The MMP assessed a number of print and broadcast media during the week preceding National Women’s Day, on the day itself and on the 10th of August 2004.
Top Three for 2004:
- Mail & Guardian
- This Day
- Sunday Times
Despite being a weekly paper and therefore only having one edition in which to respond to the challenge, the Mail & Guardian managed to out-perform all of the other media monitored during the period. Not only were numerous items devoted to women featured in the Mail & Guardian, but the medium also included women as a central focus of its news agenda. This meant that the Mail & Guardian mainstreamed women in their paper, including female journalists, sources, female perspectives, diverse images of women, famous and ordinary women as authors and contributors. The Mail & Guardian‘s ability to determine its own news agenda ensured that the medium generated meaningful discussions about women’s rights and issues, instead of just event-based reporting on some of the functions held in commemoration of National Women’s Day.
What the others did
Other print media were notable for responding to the MMP’s challenge on a quantitative level by including a large number of articles devoted to women in their editions leading up to as well as on National Women’s Day. However, in many instances, the items only paid lip service to women, and were event-based or shallow in their analyses of the public holiday and the issues that were raised. The majority of the media, including television media, provided reactive coverage of National Women’s Day rather than proactive, investigative coverage of the day, women’s’ rights and issues.

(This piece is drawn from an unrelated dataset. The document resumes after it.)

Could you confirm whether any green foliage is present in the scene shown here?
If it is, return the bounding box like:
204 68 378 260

For broadcast media, both television and radio, coverage of women’s issues in the week preceding National Women’s Day as well as on the day itself included a greater number of items than usual relating to women. SABC 3 responded better to the challenge than its counterpart, e-tv, however, there is room for improvement on both channels’ news bulletins in relation to women. A number of radio media also devoted substantial airtime to discussions of women and women’s issues. In some instances these debates and discussions extended to concerns around women’s rights and gender equality, but in many instances the coverage afforded to women on the 9th of August 2004 was event-based; focused on the commemorative functions held in honour of National Women’s Day.
Individual performances
Given their previous notable performance, some of the media can be directly challenged. The Sunday Times performed well last year and filled its Business Times section with women. Its infamous back page and the Sowetan Sunday World’s “page 3 babes” are sections of these two weekend newspapers that are – albeit controversially – dominated by women. The real challenge would be to see whether the remaining pages of these media can be similarly dominated, not only by images of women, but by women: sources, journalists, and editors, so that women’s opinions and views on the broad range of news stories and issues are raised in the edition.
Media houses News 24 and the Independent Group both have incredible women (as journalists, sub-editors and columnists) already working for them; the challenge is for all their different media to give those women free reign, just for one day.

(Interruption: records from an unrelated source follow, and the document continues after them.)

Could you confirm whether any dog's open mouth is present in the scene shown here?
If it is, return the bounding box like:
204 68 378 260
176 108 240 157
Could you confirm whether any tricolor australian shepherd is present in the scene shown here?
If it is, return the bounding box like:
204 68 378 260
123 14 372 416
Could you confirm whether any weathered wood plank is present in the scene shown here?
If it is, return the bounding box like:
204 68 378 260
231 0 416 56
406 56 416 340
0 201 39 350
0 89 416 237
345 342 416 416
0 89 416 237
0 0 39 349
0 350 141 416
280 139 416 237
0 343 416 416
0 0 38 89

The SABC television stations outperformed the other media monitored during the 2004 16 Days of Activism Campaign in terms of accessing women as sources during the period. It would be interesting to see if the channels could repeat this achievement for National Women’s Day. For other broadcast media, it is hoped that progressive radio stations like Kaya FM, which has its own gender policies, SAfm, who is consistently at the forefront of change and debate, their competition Radio 702, who thrive on “walking the talk”, and RSG, which always performs so well in the MMP’s gender ratings, will take up the challenge with enthusiasm and vigour.